His second attempt back on the job has small intentions. He leisurely strolls the streets in full scuba get-up looking for a lost cat named "Mr. Bitey," asking pedestrians if they'd seen the feline. An innocent cat hunt eventually sends him face-first into the type of crime he was actually planning on fighting against to begin with in the parking lot of a shady diner. Three gangster assholes beating the living daylights out of one unarmed sorry fellow. Bring on the green batons. An enthusiastic Asian boy in the diner sees this (clustermuck of what is now two against three) and starts filming on his cell phone. Who is he? "I'm Kick-Ass!" he tells the boy. Huzzah!
The video winds up on YouTube (shocking) and is the most-viewed video on the Internet. Kick-Ass gets nationwide coverage on the news with nary a hair of arrogant ego atop his head. He is humbled.
Enter Big Daddy and Hit Girl. Now let me be the first to announce: Welcome back to the conversation, Nicolas Cage! The man was born to play the father and sidekick of his potty-mouthed, knife-skilled daughter, played to the extreme by 12-year-old Chloe Grace Moretz.
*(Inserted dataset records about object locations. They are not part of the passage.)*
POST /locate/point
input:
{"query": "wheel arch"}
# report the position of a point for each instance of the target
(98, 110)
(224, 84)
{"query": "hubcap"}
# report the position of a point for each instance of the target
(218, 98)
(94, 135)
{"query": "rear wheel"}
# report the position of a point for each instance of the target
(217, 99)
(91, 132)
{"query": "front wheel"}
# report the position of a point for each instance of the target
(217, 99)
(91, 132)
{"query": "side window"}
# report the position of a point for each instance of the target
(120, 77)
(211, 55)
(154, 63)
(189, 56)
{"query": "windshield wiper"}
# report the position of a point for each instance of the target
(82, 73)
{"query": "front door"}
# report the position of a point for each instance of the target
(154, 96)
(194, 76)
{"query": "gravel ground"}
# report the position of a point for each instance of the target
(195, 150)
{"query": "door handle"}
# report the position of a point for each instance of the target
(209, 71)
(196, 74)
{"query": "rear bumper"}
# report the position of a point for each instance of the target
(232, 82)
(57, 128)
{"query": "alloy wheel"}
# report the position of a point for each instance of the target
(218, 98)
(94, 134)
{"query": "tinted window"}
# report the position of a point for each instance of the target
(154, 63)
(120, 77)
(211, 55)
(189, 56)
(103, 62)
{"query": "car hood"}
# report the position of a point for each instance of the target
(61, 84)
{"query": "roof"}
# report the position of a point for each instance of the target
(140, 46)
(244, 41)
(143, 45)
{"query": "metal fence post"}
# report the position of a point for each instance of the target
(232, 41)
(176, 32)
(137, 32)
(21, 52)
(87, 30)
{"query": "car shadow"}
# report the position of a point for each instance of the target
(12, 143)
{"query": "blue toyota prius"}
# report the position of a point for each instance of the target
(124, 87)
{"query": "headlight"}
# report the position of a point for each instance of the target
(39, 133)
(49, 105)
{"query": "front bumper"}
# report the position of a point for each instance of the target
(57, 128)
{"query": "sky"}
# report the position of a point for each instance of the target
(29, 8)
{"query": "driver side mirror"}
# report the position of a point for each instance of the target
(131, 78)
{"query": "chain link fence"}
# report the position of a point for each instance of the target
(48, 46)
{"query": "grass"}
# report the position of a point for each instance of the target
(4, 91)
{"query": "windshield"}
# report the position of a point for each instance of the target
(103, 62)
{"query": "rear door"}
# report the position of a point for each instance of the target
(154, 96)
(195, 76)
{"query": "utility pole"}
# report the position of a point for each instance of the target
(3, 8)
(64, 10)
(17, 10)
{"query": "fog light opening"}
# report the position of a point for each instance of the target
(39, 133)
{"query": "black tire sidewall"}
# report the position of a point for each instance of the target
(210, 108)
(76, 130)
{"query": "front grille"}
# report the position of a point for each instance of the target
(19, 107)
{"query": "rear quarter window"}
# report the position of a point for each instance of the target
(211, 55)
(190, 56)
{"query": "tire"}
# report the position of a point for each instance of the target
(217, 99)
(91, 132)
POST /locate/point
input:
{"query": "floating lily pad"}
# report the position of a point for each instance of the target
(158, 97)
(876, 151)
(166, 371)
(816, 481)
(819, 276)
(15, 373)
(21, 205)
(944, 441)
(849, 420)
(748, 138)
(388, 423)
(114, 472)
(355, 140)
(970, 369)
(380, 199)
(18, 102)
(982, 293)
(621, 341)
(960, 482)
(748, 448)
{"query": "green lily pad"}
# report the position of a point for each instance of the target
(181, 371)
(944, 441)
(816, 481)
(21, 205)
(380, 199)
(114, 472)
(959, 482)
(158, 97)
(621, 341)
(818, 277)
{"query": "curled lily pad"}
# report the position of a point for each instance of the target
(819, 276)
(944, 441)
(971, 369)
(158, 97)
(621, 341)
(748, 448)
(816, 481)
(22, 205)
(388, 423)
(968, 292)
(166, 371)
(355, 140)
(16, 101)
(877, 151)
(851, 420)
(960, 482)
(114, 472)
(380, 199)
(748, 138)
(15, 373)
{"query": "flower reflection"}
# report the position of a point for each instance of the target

I'm pretty sure her first fight scene introduction caused a few mother's jaws to drop at the sight of a small girl saying the C-word with intelligence and purpose (but rightfully so, I might add). It sent the audience in a victorious uproar, what a football stadium would sound like after a touchdown. Bad-assery accomplished. And then some.
I honestly think there is not one, but several climaxes in this film towards the end. Kick-Ass's duties continue to build in importance and tension and obligation once Red Mist (Christopher Mintz-Plasse) comes willingly to his side, but not for the right reasons. I must award Christopher in his first role as a guy I want to have raped in prison for his conniving ways to help his drug lord father get a hold of Kick-Ass so he can literally execute him on live television. The bad guy of all bad guys is convinced Kick-Ass killed half his fleet of men and attempts to stage him into a trap with his son's help as Red Mist. That anger isn't just you, it's the hate-o-meter rising.
I must warn you, there is a substantial amount of fat, juicy gore and eeriness enough to satisfy your movie violence needs. It even goes into overkill to the point where I had to look off screen at some points. My bellybutton actually sank backwards. I was saturated with, Oh, God, please no... ugh... just-just stop. Plenty of realistic looking war wounds and bruises to make you wince with sympathetic pain. You can actually feel your cheeks buzzing with every brass-knuckled punch to the face. But, hey, I mean, if that's your thing....
On another note, the overall soundtrack is perfection. I immediately bought the thing on iTunes the moment I returned home. It's hard guitar melodies mixed with synths and drums and the perfect escalations here and there to get your heart swelling ten times its size.
I give this movie a solid "Eff yeah!" and would indeed compare it to other marvelous comic book films like The Dark Knight (yeah, I said it). I invite you to enter into the amazingly operatic world of Kick-Ass without an ounce of regret.